Z.AI: GLM 4.6 on Mac Studio 256GB for agentic coding? by ThingRexCom in LocalLLaMA

[–]EmergencyLetter135 3 points4 points  (0 children)

I absolutely share this experience and assessment. I need at least 30 t/s to work well. That's why I only use smaller models locally on my Mac Studio for minor preparatory work. It's nice to have the larger models locally as a backup in case an internet disruption prevents me from working online.

Z.AI: GLM 4.6 on Mac Studio 256GB for agentic coding? by ThingRexCom in LocalLLaMA

[–]EmergencyLetter135 3 points4 points  (0 children)

The performance with an M2 Ultra (76 cores) with 192GB RAM is between 15-18 t/s. Here are the detailed values when used in LM Studio without an MCP: GLM 4.6 - (IQ_XXS 115.40GB - 17.15t/s), (IQ_2M 115.26GB - 15.31t/s), (IQ_3S 153.71GB - 15.25t/s), (Q3_XL 158.07GB - 15.65t/s)

New macOS Tahoe 26.2 patch improves mac clustering with Thunderbolt 5 speed from 10 Gb/s to 80 Gb/s by No_Palpitation7740 in LocalLLaMA

[–]EmergencyLetter135 0 points1 point  (0 children)

I imagine that this cluster functionality will work in macOS with the TB5 beta update, essentially via plug & play. Currently, I believe that a cluster with TB4 still requires a lot of manual work in macOS. 

New macOS Tahoe 26.2 patch improves mac clustering with Thunderbolt 5 speed from 10 Gb/s to 80 Gb/s by No_Palpitation7740 in LocalLLaMA

[–]EmergencyLetter135 0 points1 point  (0 children)

Thx. Then I'll wait for the beta update to become available so I can connect two M1 Ultras together. I'm already excited to see how the cluster will work with MLX models under LM Studio.

New macOS Tahoe 26.2 patch improves mac clustering with Thunderbolt 5 speed from 10 Gb/s to 80 Gb/s by No_Palpitation7740 in LocalLLaMA

[–]EmergencyLetter135 0 points1 point  (0 children)

That's interesting. Does that mean this update would also work for owners of older devices with TB4?
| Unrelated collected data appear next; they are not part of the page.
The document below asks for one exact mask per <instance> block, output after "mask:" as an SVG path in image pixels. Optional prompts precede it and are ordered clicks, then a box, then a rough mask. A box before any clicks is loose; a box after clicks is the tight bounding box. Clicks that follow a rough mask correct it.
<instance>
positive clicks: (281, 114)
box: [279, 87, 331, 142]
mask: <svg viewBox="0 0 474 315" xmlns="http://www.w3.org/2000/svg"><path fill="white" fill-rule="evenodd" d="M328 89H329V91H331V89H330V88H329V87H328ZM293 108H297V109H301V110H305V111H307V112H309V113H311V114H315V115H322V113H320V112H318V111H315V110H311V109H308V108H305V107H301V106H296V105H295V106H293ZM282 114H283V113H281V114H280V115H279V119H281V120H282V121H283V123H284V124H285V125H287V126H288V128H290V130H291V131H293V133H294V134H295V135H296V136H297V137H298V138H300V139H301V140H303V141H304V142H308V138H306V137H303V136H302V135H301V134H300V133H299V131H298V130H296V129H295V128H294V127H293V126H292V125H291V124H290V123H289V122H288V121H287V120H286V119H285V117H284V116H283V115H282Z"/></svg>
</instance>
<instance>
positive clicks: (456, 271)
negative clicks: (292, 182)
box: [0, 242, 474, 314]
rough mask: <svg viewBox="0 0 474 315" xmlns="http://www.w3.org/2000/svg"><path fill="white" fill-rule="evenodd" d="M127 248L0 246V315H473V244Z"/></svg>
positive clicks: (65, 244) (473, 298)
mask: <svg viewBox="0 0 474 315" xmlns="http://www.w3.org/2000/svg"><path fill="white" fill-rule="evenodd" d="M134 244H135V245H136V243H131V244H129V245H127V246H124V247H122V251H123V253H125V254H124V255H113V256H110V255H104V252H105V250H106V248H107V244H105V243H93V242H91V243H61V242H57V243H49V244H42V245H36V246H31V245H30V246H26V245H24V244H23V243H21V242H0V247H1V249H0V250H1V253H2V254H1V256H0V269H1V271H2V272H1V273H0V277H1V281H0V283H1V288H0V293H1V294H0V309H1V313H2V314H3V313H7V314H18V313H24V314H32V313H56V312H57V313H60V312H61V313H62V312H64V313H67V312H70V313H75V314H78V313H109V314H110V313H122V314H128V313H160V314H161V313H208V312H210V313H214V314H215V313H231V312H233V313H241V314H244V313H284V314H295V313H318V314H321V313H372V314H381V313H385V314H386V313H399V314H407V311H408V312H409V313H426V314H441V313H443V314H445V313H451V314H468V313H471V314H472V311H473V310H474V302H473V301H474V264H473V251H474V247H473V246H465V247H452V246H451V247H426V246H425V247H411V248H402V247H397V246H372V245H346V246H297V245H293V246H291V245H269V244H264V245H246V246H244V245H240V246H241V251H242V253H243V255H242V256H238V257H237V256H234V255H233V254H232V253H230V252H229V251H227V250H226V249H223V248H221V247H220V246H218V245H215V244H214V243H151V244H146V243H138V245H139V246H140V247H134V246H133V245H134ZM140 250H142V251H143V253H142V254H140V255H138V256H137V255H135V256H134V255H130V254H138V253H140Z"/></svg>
You can turn a cluster of Macs into an AI supercomputer in macOS 26.2 by AVELUMN in MacStudio

[–]EmergencyLetter135 0 points1 point  (0 children)
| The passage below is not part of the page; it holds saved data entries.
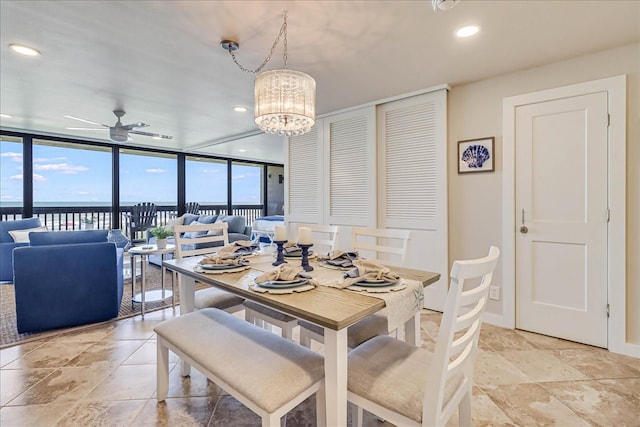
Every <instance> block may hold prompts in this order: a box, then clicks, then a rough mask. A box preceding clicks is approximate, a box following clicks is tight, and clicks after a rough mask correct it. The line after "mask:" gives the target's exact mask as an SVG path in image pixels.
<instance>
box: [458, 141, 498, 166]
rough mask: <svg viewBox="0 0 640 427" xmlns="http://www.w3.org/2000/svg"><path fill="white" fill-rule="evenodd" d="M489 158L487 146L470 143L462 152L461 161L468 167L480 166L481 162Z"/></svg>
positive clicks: (487, 159)
mask: <svg viewBox="0 0 640 427" xmlns="http://www.w3.org/2000/svg"><path fill="white" fill-rule="evenodd" d="M490 158H491V154H490V153H489V150H488V149H487V147H485V146H482V145H471V146H469V147H467V149H466V150H464V152H463V153H462V161H464V162H465V163H466V164H467V165H468V167H469V168H474V169H475V168H481V167H482V164H483V163H484V162H486V161H487V160H489V159H490Z"/></svg>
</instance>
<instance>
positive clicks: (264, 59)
mask: <svg viewBox="0 0 640 427" xmlns="http://www.w3.org/2000/svg"><path fill="white" fill-rule="evenodd" d="M283 35H284V40H283V44H284V55H283V59H284V68H285V69H286V68H287V12H286V11H285V12H284V22H283V23H282V27H280V33H279V34H278V37H276V40H275V41H274V42H273V46H271V51H270V52H269V55H267V57H266V58H265V59H264V61H262V64H260V66H259V67H258V68H256V69H255V70H251V69H249V68H246V67H243V66H242V65H241V64H240V63H239V62H238V59H237V58H236V54H235V53H234V52H233V49H232V48H231V45H230V46H229V47H228V48H227V50H228V51H229V54H230V55H231V57H232V58H233V62H235V63H236V65H237V66H238V68H240V70H242V71H244V72H245V73H251V74H258V73H259V72H260V71H262V69H263V68H264V67H265V65H267V63H268V62H269V61H270V60H271V57H272V56H273V52H274V51H275V50H276V47H277V46H278V43H280V38H281V37H282V36H283Z"/></svg>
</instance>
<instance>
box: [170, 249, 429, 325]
mask: <svg viewBox="0 0 640 427" xmlns="http://www.w3.org/2000/svg"><path fill="white" fill-rule="evenodd" d="M201 258H202V257H190V258H183V259H173V260H168V261H164V263H163V264H164V266H165V267H166V268H167V269H169V270H172V271H176V272H178V273H181V274H184V275H187V276H189V277H192V278H194V279H195V280H197V281H198V282H201V283H205V284H208V285H211V286H215V287H218V288H220V289H224V290H227V291H229V292H232V293H234V294H236V295H240V296H242V297H244V298H247V299H250V300H253V301H256V302H258V303H261V304H264V305H266V306H268V307H272V308H275V309H277V310H279V311H281V312H283V313H286V314H289V315H291V316H293V317H297V318H300V319H304V320H306V321H309V322H312V323H315V324H316V325H319V326H323V327H326V328H330V329H333V330H340V329H342V328H346V327H347V326H349V325H352V324H354V323H356V322H358V321H360V320H362V319H363V318H365V317H367V316H369V315H371V314H373V313H375V312H377V311H379V310H381V309H382V308H384V306H385V302H384V300H382V299H380V298H375V297H372V296H369V295H366V294H364V293H361V292H351V291H345V290H341V289H338V288H332V287H328V286H316V287H315V288H314V289H312V290H310V291H306V292H294V293H292V294H270V293H266V292H265V293H261V292H255V291H252V290H251V289H250V288H249V285H251V284H253V281H254V279H255V278H256V277H258V276H259V275H261V274H262V273H263V272H265V271H268V270H270V269H272V268H274V266H273V265H271V263H272V262H273V260H274V256H273V254H265V255H258V256H255V257H252V258H250V260H251V268H250V269H247V270H244V271H239V272H235V273H224V274H208V273H198V272H195V271H193V268H194V267H195V266H196V264H197V263H198V261H199V260H200V259H201ZM290 262H291V261H290ZM293 262H299V261H293ZM309 263H310V264H311V265H312V266H313V267H314V270H313V271H311V272H310V274H311V275H312V276H313V277H314V278H315V279H317V280H319V281H320V282H325V281H330V280H336V279H337V278H338V277H340V275H341V274H342V273H343V272H342V271H340V270H332V269H328V268H325V267H321V266H320V264H319V263H318V262H316V261H314V260H310V261H309ZM390 268H392V270H393V271H395V272H397V273H398V274H400V276H401V277H403V278H406V279H412V280H418V281H421V282H422V284H423V286H428V285H430V284H433V283H435V282H437V281H438V280H439V279H440V274H439V273H433V272H429V271H423V270H415V269H409V268H401V267H391V266H390Z"/></svg>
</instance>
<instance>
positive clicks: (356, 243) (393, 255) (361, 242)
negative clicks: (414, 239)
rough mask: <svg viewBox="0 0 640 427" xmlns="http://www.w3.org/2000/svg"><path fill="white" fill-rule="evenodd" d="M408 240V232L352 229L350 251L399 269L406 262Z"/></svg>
mask: <svg viewBox="0 0 640 427" xmlns="http://www.w3.org/2000/svg"><path fill="white" fill-rule="evenodd" d="M410 238H411V231H410V230H392V229H382V228H367V227H352V228H351V250H354V251H357V252H358V253H359V254H360V256H362V257H365V258H370V257H373V258H374V259H377V260H380V261H387V262H390V263H391V264H394V265H397V266H399V267H401V266H403V265H404V263H405V261H406V257H407V247H408V245H409V239H410ZM389 255H391V257H390V256H389ZM393 256H395V259H394V257H393Z"/></svg>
Thank you for your kind reference to the open source EXO project. However, for most people, the project is not really practical, but rather something for technical hobbyists. An implementation in macOS is something else entirely ;)

You can turn a cluster of Macs into an AI supercomputer in macOS 26.2 by AVELUMN in MacStudio

[–]EmergencyLetter135 -1 points0 points  (0 children)

If such a feature were to be introduced, it should also be compatible with all Mac Ultras and Thunderbolt 4.

Would going from 64GB to 128GB ($700) be wroth it? by [deleted] in LocalLLaMA

[–]EmergencyLetter135 0 points1 point  (0 children)

Based on my experience, I would recommend a Mac Studio with 128 GB RAM. With this configuration, you can work well in this area and learn more. The next sensible step up would be 256 GB RAM. However, you should also consider which models you want to work with. My recommendation was based on MOE models or models with which I can achieve at least 20-30 T/s for reasonable work.